Kırmızı Gül: Aşk. Menekşe: Alçak Gönüllü. Mor Leylak: Yaşama Sevinci. Nergis: Kendine Yetme. Sümbül: Hüzün. Papatya: Sıhhat ve Bereket. Kamelya: Mağrur. Mor Salkım: İçtenlik. Pembe Lale: Anlayış. Gelincik: Mazlum Aşk.

Milas’ın Başparmak dağlarındaki bazı köylerde konukları yola uğurlarken bir deste çiçek verildiğini duymuştum. Bu ‘Tekrar buyurun’ anlamına gelirmiş.

Kâğıda sarılmış ve yarısına kadar suyla dolmuş çiçeklerin içinde mevzu bir demet sümbül. Manası: ‘Şişe beyaz su az sümbüller eder niyaz küskünlüğün ne ise üstündeki kâğıda yaz.’ Sevgiliye yollanan; Bir adet karanfil: ‘Olalım seninle bir’ Beş adet karanfil: ‘Olalım sana eş’ Yedi adet karanfil: ‘Aşkın beni yedi’ anlamındadır.

Seven delikanlı karanfil yollayamamışsa kendi başına taktığı karanfillerin sayısına göre aynı mesajları iletir. Başa, göğse, kuşağa takılan ya da ele alınan çiçekler de konuşurlar. Ayrı ayrı mesajlar iletirler sevgiliye.

Nergis: ‘Yüreğimi deldiniz oturalım diz be diz söyleşelim yüz be yüz’ Fulya: ‘Kurduğum hülya rakipler ölsün, bize kalsın dünya’, ‘Kurma efendim hülya ettiğim hülya, gördüğüm rüya sensiz dar olmuş başıma dünya’, ‘Dün gece gördüğüm rüya bugün başıma döndü dünya’
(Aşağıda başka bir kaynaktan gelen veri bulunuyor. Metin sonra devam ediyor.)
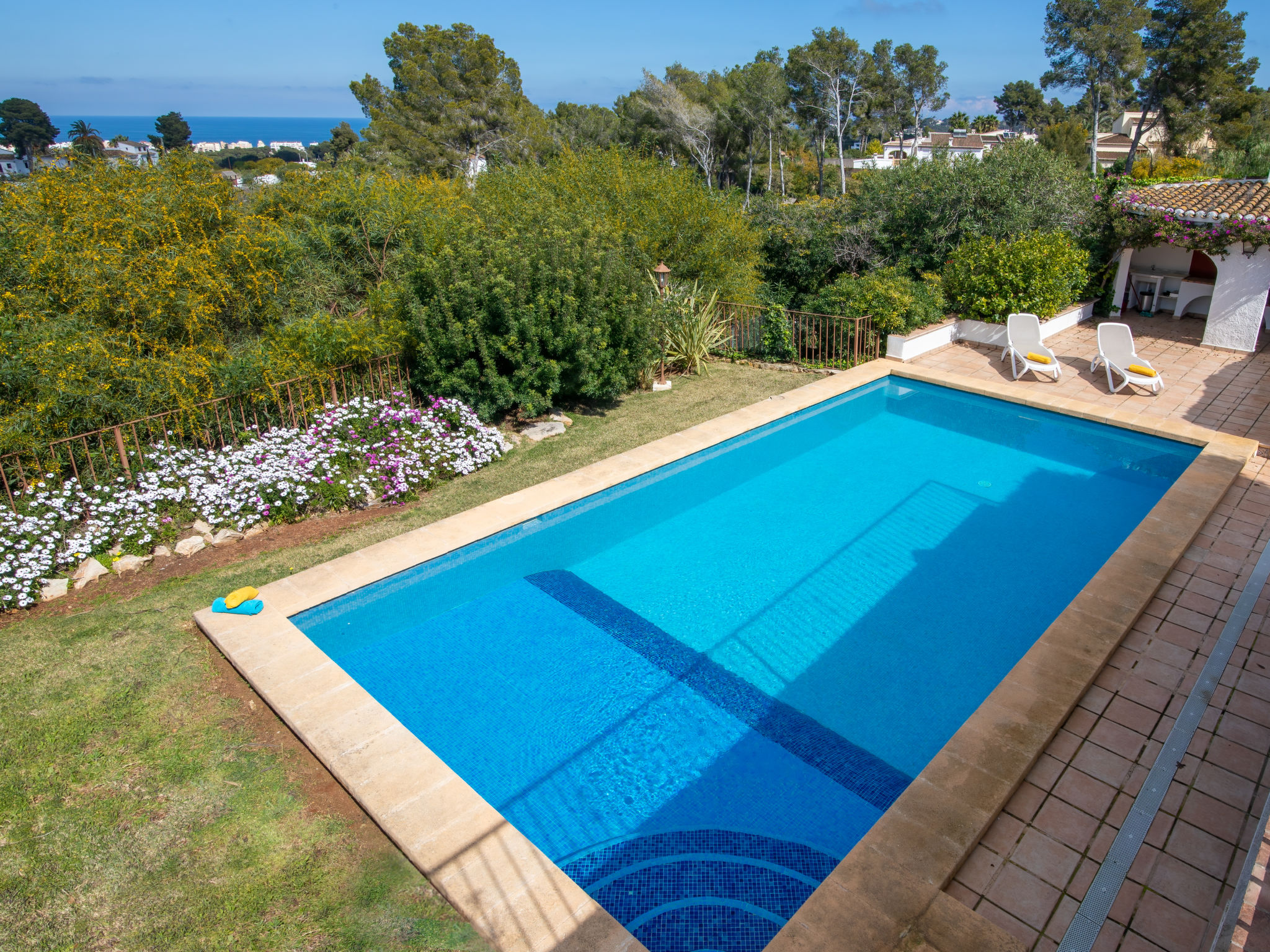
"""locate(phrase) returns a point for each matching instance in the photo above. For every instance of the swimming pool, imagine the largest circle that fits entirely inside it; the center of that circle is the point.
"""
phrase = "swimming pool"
(698, 690)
Zambak: ‘Ben öpeyim sen bak dön de halime bak’ Leylak: ‘Ne gezersin aylak aylak’ Yasemin: ‘Kulun olsun yar senin meclislerde methin gezer kimdir üstadın senin’, ‘Sabredelim efendim sen benimsin ben senin’, ‘Ne kadar eder isen yemin ben olayım senden emin’.

Sümbül: ‘Sevmez isen de yüzüme gül’ Şakayık: ‘Efendime lâyık’ Menekşe: ‘nadim ol ettiğin işe’ Şebboy: ‘İkimiz bir boy’ Zeren: ‘Canın kimi isterse onunla eğlen’ Fesleğen: ‘Ben coştum sende coş’ Tarçın: ‘Budur sözün gerçeği’ Lale: ‘Kodun beni bu hâle. Gönül böyle giderse meskenin tımarhane. Aşkınla girdim bu hâle’ Itırşahi: ‘sensin gönlümün padişahı’ Karanfil: ‘Kadrimi bil’ (Tansuğ, Sabiha; Çiçeklerin Dili (Lisan’ül Ezhar), Sanat Olayı, Haziran 1981.)
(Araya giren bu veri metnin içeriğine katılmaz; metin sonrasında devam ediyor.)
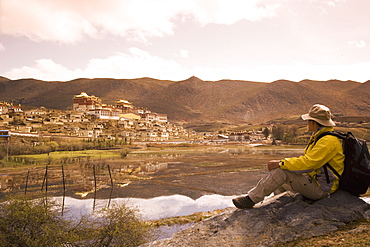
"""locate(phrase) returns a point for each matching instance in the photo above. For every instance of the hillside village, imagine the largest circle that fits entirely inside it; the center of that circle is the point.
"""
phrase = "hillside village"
(91, 118)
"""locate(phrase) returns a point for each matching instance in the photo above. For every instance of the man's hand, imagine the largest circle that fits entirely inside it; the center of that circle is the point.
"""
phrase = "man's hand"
(273, 164)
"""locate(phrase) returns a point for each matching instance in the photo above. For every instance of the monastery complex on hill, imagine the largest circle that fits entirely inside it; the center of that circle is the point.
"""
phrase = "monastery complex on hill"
(91, 118)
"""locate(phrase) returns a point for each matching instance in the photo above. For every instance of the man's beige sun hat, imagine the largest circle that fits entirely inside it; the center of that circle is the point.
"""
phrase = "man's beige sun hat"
(320, 114)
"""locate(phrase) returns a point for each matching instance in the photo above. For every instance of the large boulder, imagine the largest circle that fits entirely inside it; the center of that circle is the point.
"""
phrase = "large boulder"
(279, 219)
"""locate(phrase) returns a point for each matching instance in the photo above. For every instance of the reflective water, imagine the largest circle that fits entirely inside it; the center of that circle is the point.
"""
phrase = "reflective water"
(153, 208)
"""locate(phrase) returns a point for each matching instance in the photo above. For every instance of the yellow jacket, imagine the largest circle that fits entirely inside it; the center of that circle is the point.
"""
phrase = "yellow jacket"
(327, 149)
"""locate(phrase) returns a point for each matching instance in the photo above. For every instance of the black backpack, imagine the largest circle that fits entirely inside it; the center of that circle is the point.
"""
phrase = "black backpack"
(356, 175)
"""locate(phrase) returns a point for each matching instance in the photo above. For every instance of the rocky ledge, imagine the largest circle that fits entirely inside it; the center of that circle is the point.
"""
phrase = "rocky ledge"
(279, 219)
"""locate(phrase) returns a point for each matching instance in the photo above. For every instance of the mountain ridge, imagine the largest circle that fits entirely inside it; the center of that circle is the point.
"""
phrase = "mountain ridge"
(194, 100)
Yeryüzünün insana layık yaşanabilir bir yer olması, şehrin yeniden ruh kazanması; insanın özündeki güzeli, doğa ve çiçekle yaşama kültürünü; – çevresine, evine- kısacası yaşamının her alanına hâkim kılması ile mümkün olacaktır.
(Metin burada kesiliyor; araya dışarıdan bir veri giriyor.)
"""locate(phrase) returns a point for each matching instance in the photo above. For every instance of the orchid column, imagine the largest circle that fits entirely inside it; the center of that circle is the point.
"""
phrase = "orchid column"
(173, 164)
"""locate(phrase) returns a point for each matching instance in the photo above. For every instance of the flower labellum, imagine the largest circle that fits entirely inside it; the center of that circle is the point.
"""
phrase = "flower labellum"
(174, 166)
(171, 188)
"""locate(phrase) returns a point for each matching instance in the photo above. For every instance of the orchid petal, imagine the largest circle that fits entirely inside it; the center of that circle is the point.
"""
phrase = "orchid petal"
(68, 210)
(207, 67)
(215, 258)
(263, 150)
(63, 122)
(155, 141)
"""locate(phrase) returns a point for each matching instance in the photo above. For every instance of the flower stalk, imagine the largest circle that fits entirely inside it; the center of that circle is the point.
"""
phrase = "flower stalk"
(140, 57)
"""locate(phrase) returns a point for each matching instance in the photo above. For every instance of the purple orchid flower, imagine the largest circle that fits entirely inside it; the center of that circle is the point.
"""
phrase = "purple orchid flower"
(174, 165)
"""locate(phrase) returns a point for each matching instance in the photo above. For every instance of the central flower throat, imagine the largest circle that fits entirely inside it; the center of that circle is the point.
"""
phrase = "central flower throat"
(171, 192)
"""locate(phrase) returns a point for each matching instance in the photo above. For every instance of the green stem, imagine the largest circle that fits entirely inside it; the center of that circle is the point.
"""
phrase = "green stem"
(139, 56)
Aynı bilinçle yeni bir kültür oluşturmalıyız. Doğaya, güzele, yaşama, mutluluğa dönüş kültürü… Çiçeklerin dili, kentin betonlarına rağmen hala konuşmak istiyor. Duyuyor musunuz bize fısıldıyor… Yaşamı güzelleştirmek insanın elinde.